Beckie n’a pas voyagé en Jamaïque, et elle n’est pas la seule joueuse d’expérience qui manque à l’appel. En y ajoutant la retraite internationale de Sophie Schmidt et l’absence d'Allysha Chapman, l’expérience collective est amputée de 424 sélections.
C’est à toutes les autres d’apporter leur leadership, a rappelé Priestman. Quelques vétéranes ne sont pas ici, mais il y a tout un groupe de joueuses d’expérience qui pourront se faire entendre et qui seront peut-être plus à l’aise de le faire.
Une joueuse convoquée dans cette équipe est une joueuse à qui on accorde le droit d’être une leader.

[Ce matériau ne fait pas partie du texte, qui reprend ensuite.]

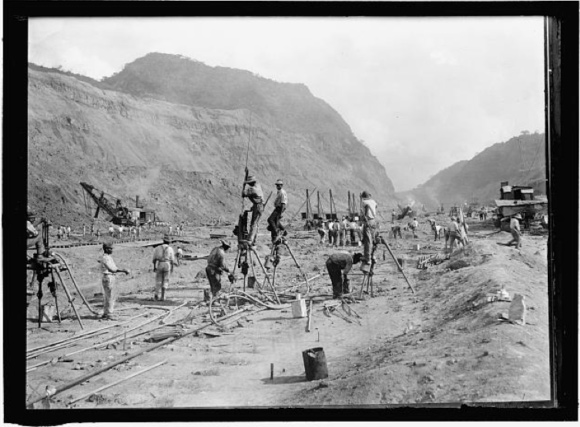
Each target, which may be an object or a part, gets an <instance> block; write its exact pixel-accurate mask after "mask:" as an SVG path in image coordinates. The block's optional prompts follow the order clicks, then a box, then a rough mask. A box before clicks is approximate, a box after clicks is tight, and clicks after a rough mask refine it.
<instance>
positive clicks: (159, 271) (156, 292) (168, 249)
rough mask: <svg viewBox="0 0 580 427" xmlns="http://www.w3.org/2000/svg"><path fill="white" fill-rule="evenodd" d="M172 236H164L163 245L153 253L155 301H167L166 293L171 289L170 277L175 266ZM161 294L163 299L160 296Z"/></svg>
mask: <svg viewBox="0 0 580 427" xmlns="http://www.w3.org/2000/svg"><path fill="white" fill-rule="evenodd" d="M170 243H171V236H169V235H168V234H166V235H164V236H163V244H162V245H161V246H157V247H156V248H155V252H153V271H154V272H155V273H156V275H155V301H157V300H159V299H161V301H165V291H166V289H167V288H168V287H169V276H170V274H171V272H172V271H173V266H174V265H175V253H174V251H173V248H172V247H171V246H169V244H170ZM159 294H161V297H160V296H159Z"/></svg>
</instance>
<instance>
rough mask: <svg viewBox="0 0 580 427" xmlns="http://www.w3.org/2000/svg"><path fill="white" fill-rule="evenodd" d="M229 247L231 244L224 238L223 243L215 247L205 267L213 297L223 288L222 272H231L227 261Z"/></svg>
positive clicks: (205, 272)
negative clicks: (226, 241)
mask: <svg viewBox="0 0 580 427" xmlns="http://www.w3.org/2000/svg"><path fill="white" fill-rule="evenodd" d="M228 249H230V244H229V243H227V242H226V241H224V240H222V241H221V245H220V246H216V247H215V248H213V249H212V250H211V252H210V253H209V256H208V258H207V267H206V268H205V273H206V275H207V280H208V281H209V287H210V289H211V294H212V296H213V297H216V296H217V295H218V293H219V291H220V290H221V288H222V284H221V280H222V272H224V271H225V272H227V273H229V272H230V270H229V269H228V267H227V266H226V263H225V253H226V252H227V251H228ZM230 280H231V278H230Z"/></svg>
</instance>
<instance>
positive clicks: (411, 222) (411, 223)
mask: <svg viewBox="0 0 580 427" xmlns="http://www.w3.org/2000/svg"><path fill="white" fill-rule="evenodd" d="M418 227H419V221H417V218H416V217H415V218H413V221H411V222H410V223H409V228H410V229H411V231H412V232H413V237H414V238H415V239H416V238H417V233H416V230H417V228H418Z"/></svg>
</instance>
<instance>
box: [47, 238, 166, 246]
mask: <svg viewBox="0 0 580 427" xmlns="http://www.w3.org/2000/svg"><path fill="white" fill-rule="evenodd" d="M160 239H161V237H158V238H155V239H153V238H151V239H136V240H132V239H123V240H115V241H114V242H113V243H134V242H150V241H153V240H160ZM103 243H104V242H76V243H65V244H59V245H50V247H51V249H62V248H76V247H79V246H100V245H102V244H103Z"/></svg>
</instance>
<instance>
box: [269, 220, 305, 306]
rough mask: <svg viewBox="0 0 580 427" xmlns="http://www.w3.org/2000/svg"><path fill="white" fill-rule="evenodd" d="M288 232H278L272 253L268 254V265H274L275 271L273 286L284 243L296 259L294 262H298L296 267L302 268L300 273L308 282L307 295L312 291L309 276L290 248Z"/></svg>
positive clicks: (272, 246) (295, 259)
mask: <svg viewBox="0 0 580 427" xmlns="http://www.w3.org/2000/svg"><path fill="white" fill-rule="evenodd" d="M286 234H287V233H286V232H284V233H283V234H278V237H277V238H276V240H274V242H273V243H272V250H271V251H270V255H269V256H268V258H267V260H266V265H267V266H268V265H270V264H271V265H272V266H273V267H274V271H273V273H272V287H274V286H275V284H276V270H277V268H278V264H280V260H281V257H280V247H281V246H282V245H284V247H285V248H286V249H287V250H288V253H289V254H290V256H291V257H292V259H293V260H294V264H296V267H298V270H300V273H301V274H302V277H303V278H304V283H306V293H305V295H307V294H308V293H309V292H310V284H309V282H308V278H307V277H306V274H304V271H302V267H300V264H298V261H297V260H296V257H295V256H294V254H293V253H292V249H290V246H288V242H287V240H286V237H285V236H286Z"/></svg>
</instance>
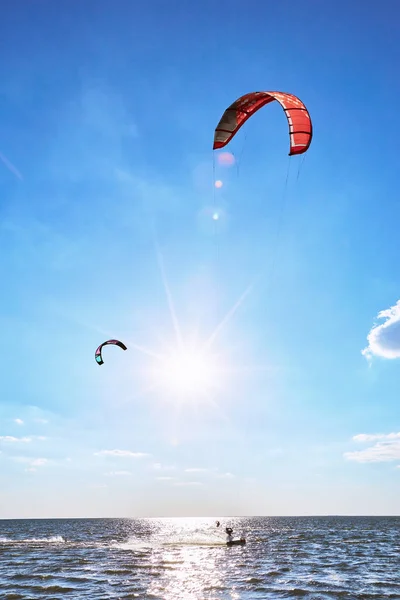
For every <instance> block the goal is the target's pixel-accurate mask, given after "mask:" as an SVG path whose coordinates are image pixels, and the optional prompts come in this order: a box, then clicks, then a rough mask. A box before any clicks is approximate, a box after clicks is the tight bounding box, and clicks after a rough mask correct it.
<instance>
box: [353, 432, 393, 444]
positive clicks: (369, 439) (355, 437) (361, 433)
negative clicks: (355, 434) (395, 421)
mask: <svg viewBox="0 0 400 600" xmlns="http://www.w3.org/2000/svg"><path fill="white" fill-rule="evenodd" d="M397 439H400V431H399V432H398V433H372V434H370V433H359V434H358V435H355V436H354V437H353V440H354V441H355V442H374V441H375V440H397Z"/></svg>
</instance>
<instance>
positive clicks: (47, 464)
mask: <svg viewBox="0 0 400 600" xmlns="http://www.w3.org/2000/svg"><path fill="white" fill-rule="evenodd" d="M12 460H14V461H15V462H19V463H23V464H26V465H28V466H27V467H26V469H25V471H27V472H28V473H35V471H36V470H37V469H38V468H40V467H44V466H46V465H48V464H50V463H51V461H50V460H49V459H48V458H32V457H30V456H13V457H12Z"/></svg>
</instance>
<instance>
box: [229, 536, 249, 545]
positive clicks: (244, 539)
mask: <svg viewBox="0 0 400 600" xmlns="http://www.w3.org/2000/svg"><path fill="white" fill-rule="evenodd" d="M245 543H246V540H245V539H244V538H240V540H231V541H230V542H226V545H227V546H244V545H245Z"/></svg>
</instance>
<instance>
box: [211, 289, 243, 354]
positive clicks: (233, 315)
mask: <svg viewBox="0 0 400 600" xmlns="http://www.w3.org/2000/svg"><path fill="white" fill-rule="evenodd" d="M252 289H253V284H252V283H251V284H250V285H249V286H248V287H247V288H246V289H245V291H244V292H243V293H242V295H241V296H240V297H239V299H238V300H237V301H236V302H235V304H234V305H233V306H232V308H230V309H229V310H228V312H227V313H226V315H225V316H224V317H223V318H222V319H221V321H220V322H219V323H218V325H217V326H216V328H215V329H214V331H213V332H212V334H211V335H210V337H209V338H208V340H207V341H206V343H205V348H206V349H208V348H211V346H212V345H213V343H214V341H215V340H216V338H217V336H218V335H219V333H220V331H221V330H222V329H223V328H224V327H225V325H226V324H227V323H229V321H230V320H231V319H232V317H233V316H234V314H235V313H236V311H237V310H238V308H239V307H240V306H241V305H242V303H243V301H244V300H245V298H246V297H247V296H248V295H249V294H250V292H251V290H252Z"/></svg>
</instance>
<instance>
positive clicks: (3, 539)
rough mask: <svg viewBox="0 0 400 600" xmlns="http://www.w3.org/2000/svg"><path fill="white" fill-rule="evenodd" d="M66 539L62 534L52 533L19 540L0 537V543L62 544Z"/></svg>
mask: <svg viewBox="0 0 400 600" xmlns="http://www.w3.org/2000/svg"><path fill="white" fill-rule="evenodd" d="M62 543H65V539H64V538H63V537H62V535H52V536H51V537H48V538H27V539H22V540H17V539H13V538H8V537H0V544H62Z"/></svg>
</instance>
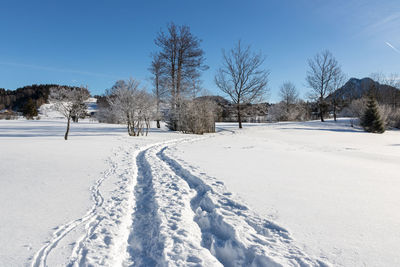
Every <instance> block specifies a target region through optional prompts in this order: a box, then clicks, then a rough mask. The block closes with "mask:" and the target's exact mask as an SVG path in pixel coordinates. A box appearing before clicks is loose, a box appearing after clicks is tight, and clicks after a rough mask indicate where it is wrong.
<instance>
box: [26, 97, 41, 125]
mask: <svg viewBox="0 0 400 267" xmlns="http://www.w3.org/2000/svg"><path fill="white" fill-rule="evenodd" d="M22 114H23V115H24V117H25V118H27V119H28V120H30V119H33V117H35V116H37V115H38V112H37V108H36V104H35V102H33V100H32V98H29V99H28V101H27V102H26V103H25V105H24V107H23V109H22Z"/></svg>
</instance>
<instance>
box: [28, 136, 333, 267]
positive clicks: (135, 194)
mask: <svg viewBox="0 0 400 267" xmlns="http://www.w3.org/2000/svg"><path fill="white" fill-rule="evenodd" d="M206 138H207V137H206ZM200 139H204V137H202V138H194V137H188V138H185V139H184V138H180V139H177V140H169V141H165V142H160V143H155V144H150V145H144V146H141V147H139V146H137V145H134V146H132V145H128V144H125V145H124V146H121V147H120V148H119V149H117V151H116V152H115V153H114V155H113V158H112V161H111V162H112V166H111V168H110V169H109V170H108V171H107V172H105V173H104V175H103V176H102V177H101V178H100V179H99V180H98V181H97V182H96V184H95V185H94V186H93V187H92V189H91V190H92V197H93V199H94V205H93V207H92V209H91V210H89V212H88V213H87V214H86V215H85V216H83V217H82V218H79V219H77V220H74V221H72V222H70V223H68V224H65V225H63V226H61V227H59V228H58V230H57V231H56V232H55V233H54V234H53V238H52V240H50V241H49V242H48V243H47V244H46V245H45V246H43V248H42V249H41V250H39V251H38V252H37V253H36V255H35V257H34V259H33V261H32V266H33V267H38V266H47V257H48V255H49V254H50V253H51V251H52V249H54V248H55V247H56V246H57V244H58V242H60V240H62V239H63V238H64V237H65V236H67V235H68V234H69V233H70V232H71V231H72V230H74V229H75V228H77V227H84V231H83V234H82V235H81V236H80V237H79V238H78V239H77V241H76V242H74V246H73V249H72V254H71V256H70V257H69V259H67V263H68V266H222V265H223V266H325V263H323V262H321V261H319V260H317V259H313V258H311V257H309V256H307V255H305V254H304V253H303V252H302V251H301V250H300V249H299V248H298V247H296V246H295V245H294V244H293V242H292V240H291V238H290V237H289V234H288V232H287V231H286V230H285V229H283V228H281V227H279V226H277V225H275V224H274V223H272V222H269V221H266V220H263V219H261V218H259V217H258V216H257V215H256V214H254V213H253V212H251V211H250V210H249V209H248V208H247V207H246V206H245V205H243V204H240V203H239V202H238V201H236V200H235V199H233V198H232V195H231V194H230V193H229V192H227V191H226V189H225V187H224V186H223V183H221V182H218V181H216V180H215V179H213V178H211V177H208V176H206V175H205V174H202V173H199V172H198V171H196V170H195V169H194V168H193V167H191V166H188V165H186V164H184V163H182V162H179V161H178V160H176V159H173V158H172V157H171V155H169V154H168V153H167V152H168V148H170V147H172V146H174V145H176V144H179V143H182V142H194V141H196V140H200ZM109 176H112V177H114V178H117V181H118V182H117V183H115V185H116V187H115V189H114V190H113V191H111V192H110V195H109V196H108V198H106V200H104V199H103V196H102V194H101V193H100V190H99V187H100V186H101V184H102V183H103V181H104V180H105V179H107V178H108V177H109Z"/></svg>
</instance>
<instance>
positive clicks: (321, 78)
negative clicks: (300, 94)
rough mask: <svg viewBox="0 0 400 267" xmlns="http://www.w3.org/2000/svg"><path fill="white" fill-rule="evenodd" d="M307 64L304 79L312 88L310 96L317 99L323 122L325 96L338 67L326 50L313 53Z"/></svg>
mask: <svg viewBox="0 0 400 267" xmlns="http://www.w3.org/2000/svg"><path fill="white" fill-rule="evenodd" d="M308 66H309V70H308V71H307V77H306V81H307V83H308V86H309V87H310V88H311V89H312V91H311V94H310V97H311V98H313V99H314V100H316V101H317V103H318V108H319V115H320V118H321V121H322V122H323V121H324V114H325V113H326V110H327V104H326V102H325V97H326V96H327V94H328V93H329V90H330V88H331V87H332V84H333V80H334V77H335V75H337V73H338V72H340V67H339V64H338V62H337V61H336V59H335V58H334V57H333V55H332V53H331V52H329V51H328V50H325V51H323V52H322V53H319V54H317V55H315V57H314V58H313V59H309V60H308Z"/></svg>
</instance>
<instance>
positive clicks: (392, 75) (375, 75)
mask: <svg viewBox="0 0 400 267" xmlns="http://www.w3.org/2000/svg"><path fill="white" fill-rule="evenodd" d="M370 77H371V78H372V79H373V80H374V81H376V82H378V83H380V84H381V85H389V86H392V87H394V88H397V89H399V90H400V75H399V74H396V73H391V74H389V75H385V74H383V73H381V72H376V73H372V74H371V75H370ZM380 94H381V95H380V97H378V96H376V97H377V98H383V99H381V100H383V102H386V103H387V104H390V105H391V106H392V107H393V108H394V109H396V108H398V107H399V106H400V93H399V91H397V90H390V91H389V93H386V94H385V93H384V92H380ZM382 94H385V95H382Z"/></svg>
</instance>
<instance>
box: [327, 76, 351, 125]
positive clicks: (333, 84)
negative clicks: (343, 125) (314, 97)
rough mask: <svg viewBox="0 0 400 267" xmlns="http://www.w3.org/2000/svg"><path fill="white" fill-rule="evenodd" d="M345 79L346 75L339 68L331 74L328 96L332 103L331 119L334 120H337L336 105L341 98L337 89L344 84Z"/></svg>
mask: <svg viewBox="0 0 400 267" xmlns="http://www.w3.org/2000/svg"><path fill="white" fill-rule="evenodd" d="M346 79H347V77H346V75H345V74H344V73H343V72H342V71H341V70H340V69H339V70H338V71H336V72H335V74H334V75H333V77H332V83H331V86H330V88H329V93H330V95H329V97H330V100H331V105H332V111H333V119H334V120H335V121H336V120H337V112H338V106H339V104H340V102H341V98H342V96H341V95H339V94H338V91H337V90H338V89H340V88H342V87H343V86H344V84H345V83H346Z"/></svg>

Les Canadiennes ont gagné les neuf matchs qu’elles ont joués jusqu’ici contre les Jamaïcaines, mais il est légitime de se demander qui sont les favorites. Toutes championnes olympiques qu’elles sont, les représentantes de l’unifolié préféreraient oublier leur Coupe du monde, tandis que les Jamaïcaines ont accédé aux huitièmes de finale avec une performance héroïque contre le Brésil pour conclure la phase de groupe.
La dernière fois que le Canada a affronté la Jamaïque, en demi-finale du Championnat W de 2022, la remarquable attaquante Bunny Shaw n’avait pas joué, a souligné Priestman. Elle s’attend pleinement à ce que la vedette de Manchester City soit en action au stade national, vendredi. La dynamique du match sera tout autre.
À la Coupe du monde, elles ont montré une vraie résilience. C’est une équipe vraiment difficile à déjouer, et leur mentalité jouera un rôle dans ce match. Je sais qu’après avoir vécu de si grandes émotions, un groupe est plein de confiance
, a-t-elle ajouté.
Du côté jamaïcain, la journée de jeudi n’aura pas permis d’apprendre grand-chose.
L’équipe, disait-on, devait s’entraîner au stade national en fin d’après-midi, mais les joueuses se sont plutôt contentées d’une visite de reconnaissance qui n’aura même pas duré cinq minutes. Tout juste a-t-on su que deux des enfants du directeur des opérations du stade habitent au Canada et que l’aéroport de Toronto n’a pas la cote dans cette famille.

Les joueuses de l'équipe jamaïcaine ont rapidement foulé le terrain du stade national de Kingston, jeudi.
Photo : Radio-Canada / Olivier Tremblay
Des 23 joueuses qui ont participé au Mondial, le sélectionneur Lorne Donaldson en a retenu 20 pour cette série aller-retour, qui pourrait bien être sa dernière dans ce poste. Donaldson est sans contrat après le deuxième match prévu mardi, selon ce qu’il a déclaré au quotidien jamaïcain The Gleaner.
La bonne nouvelle, cette semaine, a été cette annonce du Comité olympique national, qui prévoit un investissement de 25 millions de dollars jamaïcains (environ 217 000 $ CA) dans le programme féminin.
En conférence de presse, le président de la Fédération jamaïcaine de soccer en a profité pour indiquer que des billets pour le match de vendredi seraient remis à des associations sportives locales pour faire en sorte que l’équipe soit adéquatement soutenue contre le Canada, selon ce qu’a rapporté le Jamaican Observer. La salle comble prévue mardi au BMO Field, visiblement, fait son effet en Jamaïque.
On sent que les gens parlent du match, c’est ce à quoi je m’attends, a soutenu Priestman. Ils vont être derrière cette équipe qui les a probablement rendus fiers à la Coupe du monde […] Ce sera important de rester solidaires, très unies, et de nous mettre à l’abri à certains moments.
Priestman ne croyait pas si bien dire : précisément 20 minutes après qu’elle eut prononcé ces mots, on pouvait sentir un séisme en Jamaïque.